Elijah Wald toca a real: aquele show do cantor em Newport com sua banda em 1965 foi horrível.
— Eles ficaram no palco por 20 minutos e tocaram apenas três músicas. Aí ficaram parados por dois minutos sem fazer nada. Tocaram uma música, ficaram parados por mais dois minutos e então tocaram outra música — descreve. — O curioso é que até então Dylan sempre tinha sido um performer, ele não ficava parado no palco, na verdade ele sempre falava, era engraçado e amigável… Ali, ele simplesmente não estava lidando com o público. Olhando para trás, a música era incrível, mas do ponto de vista de quem estava sentado ali, assistindo, não foi um bom show.
Como muitas das pessoas que escreveram sobre Bob Dylan, Elijah Wald nunca falou com o próprio. Mas é claro que gostaria de falar.
— Sabe de uma coisa? Se algum dia eu conversar com Bob Dylan, será porque escrevi um livro sobre (o mítico cantor de blues) Robert Johnson! Dylan não precisa falar com escritores interessados em Bob Dylan! — assegura o autor, que, assim como foi um dia com o seu objeto de estudo, persegue uma carreira de “cantor folk vagabundo errante”. — O modelo para nós dois foi o livro de Woody Guthrie, “Bound for glory” (autobiografia parcialmente ficcional). E isso é algo que as pessoas não entendem. O verdadeiro fascínio de Dylan por Guthrie era menos pelas músicas do que pelo personagem. Nós dois lemos aquele livro e quisemos ser aquela pessoa!
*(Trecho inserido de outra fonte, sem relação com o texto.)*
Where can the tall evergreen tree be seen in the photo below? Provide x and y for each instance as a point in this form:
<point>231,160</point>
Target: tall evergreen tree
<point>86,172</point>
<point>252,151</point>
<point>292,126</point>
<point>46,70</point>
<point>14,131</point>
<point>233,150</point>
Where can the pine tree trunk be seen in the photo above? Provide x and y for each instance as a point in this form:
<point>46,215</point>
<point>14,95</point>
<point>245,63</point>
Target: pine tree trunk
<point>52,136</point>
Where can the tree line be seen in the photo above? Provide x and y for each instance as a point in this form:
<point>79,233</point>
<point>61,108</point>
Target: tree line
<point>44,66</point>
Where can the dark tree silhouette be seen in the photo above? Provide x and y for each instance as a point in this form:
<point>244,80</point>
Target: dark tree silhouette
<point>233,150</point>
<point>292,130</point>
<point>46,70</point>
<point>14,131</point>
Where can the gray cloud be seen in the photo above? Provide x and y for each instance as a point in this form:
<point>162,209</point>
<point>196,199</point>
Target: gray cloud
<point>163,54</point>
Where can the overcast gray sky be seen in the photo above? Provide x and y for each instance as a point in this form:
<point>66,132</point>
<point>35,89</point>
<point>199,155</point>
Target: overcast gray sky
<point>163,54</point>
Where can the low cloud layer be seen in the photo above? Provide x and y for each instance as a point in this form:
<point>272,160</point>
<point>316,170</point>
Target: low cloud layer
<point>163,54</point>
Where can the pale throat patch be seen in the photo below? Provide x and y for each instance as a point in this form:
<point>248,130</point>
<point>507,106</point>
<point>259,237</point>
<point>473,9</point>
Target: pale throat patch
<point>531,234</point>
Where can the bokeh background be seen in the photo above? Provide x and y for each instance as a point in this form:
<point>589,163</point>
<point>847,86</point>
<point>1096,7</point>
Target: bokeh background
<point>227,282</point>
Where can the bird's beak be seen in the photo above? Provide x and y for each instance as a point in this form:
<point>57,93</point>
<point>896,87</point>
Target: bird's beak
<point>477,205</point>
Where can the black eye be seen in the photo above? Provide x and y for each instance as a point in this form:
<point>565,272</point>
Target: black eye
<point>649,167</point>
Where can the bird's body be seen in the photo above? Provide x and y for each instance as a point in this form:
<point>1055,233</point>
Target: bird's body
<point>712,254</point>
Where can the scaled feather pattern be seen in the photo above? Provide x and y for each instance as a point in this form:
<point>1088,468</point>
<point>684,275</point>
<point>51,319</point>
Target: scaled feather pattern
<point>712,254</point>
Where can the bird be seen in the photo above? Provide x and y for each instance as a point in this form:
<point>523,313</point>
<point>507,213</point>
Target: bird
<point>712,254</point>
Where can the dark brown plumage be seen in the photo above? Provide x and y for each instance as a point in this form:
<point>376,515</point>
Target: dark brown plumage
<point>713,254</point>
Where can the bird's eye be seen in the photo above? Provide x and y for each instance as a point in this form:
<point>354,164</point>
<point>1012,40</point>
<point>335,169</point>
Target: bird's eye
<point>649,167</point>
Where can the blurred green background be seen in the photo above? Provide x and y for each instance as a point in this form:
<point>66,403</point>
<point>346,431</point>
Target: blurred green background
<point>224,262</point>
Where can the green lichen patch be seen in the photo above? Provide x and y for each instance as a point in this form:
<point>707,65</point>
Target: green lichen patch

O livro mais recente de Elijah Wald é “Jelly Roll Blues: Censored songs and hidden histories”, do ano passado.
— O livro surgiu do fato de (o pianista e cantor) Jelly Roll Morton ter feito algumas gravações para a Biblioteca do Congresso em 1938, que foram mantidas ocultas até a década de 1990 por usarem o que era considerado linguagem obscena. Me interessou saber o que mais havia sido ocultado ou não registrado porque pessoas da classe trabalhadora falavam como pessoas da classe trabalhadora — conta. — Então, o que o livro realmente aborda é como o blues era antes de ser mercantilizado, como era antes de ser censurado e até que ponto nossa imagem desse mundo é falsa, porque as pessoas não estavam dispostas a publicar a linguagem e as histórias reais. Jelly Roll Morton conhecia aquele mundo muito bem e era um contador de histórias brilhante.
Apresar de nunca ter estado no Brasil, Wald diz conhecer a música de Caetano Veloso do começo da carreira e a de Daniela Mercury da época do álbum “Feijão com arroz” (1996) (“achei a música de Daniela mais emocionante do que muito daquilo que os intelectuais gostam”, confessa). Hoje em dia, ele acredita que não seria possível o surgimento, entre os jovens talentos, de um novo Bob Dylan.
— Em primeiro lugar, hoje não há uma música que todos estejamos ouvindo, estamos todos em nossos próprios mundinhos. Além disso, Dylan não poderia ter sido Dylan sem os Beatles e os Beatles não poderiam ter sido os Beatles sem Dylan. E nenhum deles poderia ter sido nada disso sem Elvis Presley — diz o escritor, que, hoje, aos 66 anos, não tem ouvido tanta música nova. — Acho que a maioria das pessoas da minha idade, quando ouve algo novo, pensa: “Ah, sim, já ouvi coisas assim antes.” É difícil ficar tão animado. Gosto da Beyoncé, mas ouço os seus discos? Não, nem tanto. Há muita gente agora que eu gostaria de ver ao vivo e pouquíssimas de quem eu queira ouvir um disco.